C API Reference

This page describes all types, functions and macros available in dtFFT C API. In order to use them user have to #include <dtfft.h>.

Note

Not all of the API listed below can be accessible in runtime. For example dtfft_create_plan_r2c() can only be used if dtFFT compiled with any FFT

Predefined Macros

DTFFT_VERSION_MAJOR

dtFFT Major Version

DTFFT_VERSION_MINOR

dtFFT Minor Version

DTFFT_VERSION_PATCH

dtFFT Patch Version

DTFFT_VERSION_CODE

dtFFT Version Code.

Can be used in Version comparison

DTFFT_VERSION(X, Y, Z)

Generates Version Code based on Major, Minor, Patch.

DTFFT_CALL(call)

Safe call macro.

Should be used to check error codes returned by dtFFT.

Writes an error message to stderr and calls MPI_Abort if an error occurs.

Example

DTFFT_CALL( dtfft_transpose(plan, a, b) )

Enumerators

enum dtfft_error_t

This enum lists the different error codes that dtFFT can return.

Values:

enumerator DTFFT_SUCCESS

Successful execution.

enumerator DTFFT_ERROR_MPI_FINALIZED

MPI_Init is not called or MPI_Finalize has already been called.

enumerator DTFFT_ERROR_PLAN_NOT_CREATED

Plan not created.

enumerator DTFFT_ERROR_INVALID_TRANSPOSE_TYPE

Invalid transpose_type provided.

enumerator DTFFT_ERROR_INVALID_N_DIMENSIONS

Invalid Number of dimensions provided.

Valid options are 2 and 3

enumerator DTFFT_ERROR_INVALID_DIMENSION_SIZE

One or more provided dimension sizes <= 0.

enumerator DTFFT_ERROR_INVALID_COMM_TYPE

Invalid communicator type provided.

enumerator DTFFT_ERROR_INVALID_PRECISION

Invalid precision parameter provided.

enumerator DTFFT_ERROR_INVALID_EFFORT

Invalid effort parameter provided.

enumerator DTFFT_ERROR_INVALID_EXECUTOR

Invalid executor parameter provided.

enumerator DTFFT_ERROR_INVALID_COMM_DIMS

Number of dimensions in provided Cartesian communicator > Number of dimension passed to create subroutine.

enumerator DTFFT_ERROR_INVALID_COMM_FAST_DIM

Passed Cartesian communicator with number of processes in 1st (fastest varying) dimension > 1.

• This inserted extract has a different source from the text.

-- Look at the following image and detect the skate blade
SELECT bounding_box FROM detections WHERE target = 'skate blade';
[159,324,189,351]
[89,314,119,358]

enumerator DTFFT_ERROR_MISSING_R2R_KINDS

For R2R plan, kinds parameter must be passed if executor != DTFFT_EXECUTOR_NONE

enumerator DTFFT_ERROR_INVALID_R2R_KINDS

Invalid values detected in kinds parameter.

enumerator DTFFT_ERROR_R2C_TRANSPOSE_PLAN

Transpose plan is not supported in R2C, use R2R or C2C plan instead.

enumerator DTFFT_ERROR_INPLACE_TRANSPOSE

Inplace transpose is not supported.

enumerator DTFFT_ERROR_INVALID_AUX

Invalid aux buffer provided.

enumerator DTFFT_ERROR_INVALID_DIM

Invalid dim passed to dtfft_get_pencil

enumerator DTFFT_ERROR_INVALID_USAGE

Invalid API Usage.

enumerator DTFFT_ERROR_PLAN_IS_CREATED

Trying to create already created plan.

enumerator DTFFT_ERROR_R2R_FFT_NOT_SUPPORTED

Selected executor do not support R2R FFTs.

enumerator DTFFT_ERROR_ALLOC_FAILED

Internal call of dtfft_mem_alloc failed.

enumerator DTFFT_ERROR_FREE_FAILED

Internal call of dtfft_mem_free failed.

enumerator DTFFT_ERROR_INVALID_ALLOC_BYTES

Invalid alloc_bytes provided.

enumerator DTFFT_ERROR_DLOPEN_FAILED

Failed to dynamically load library.

enumerator DTFFT_ERROR_DLSYM_FAILED

Failed to dynamically load symbol.

enumerator DTFFT_ERROR_R2C_TRANSPOSE_CALLED

Calling to dtfft_transpose for R2C plan is not allowed.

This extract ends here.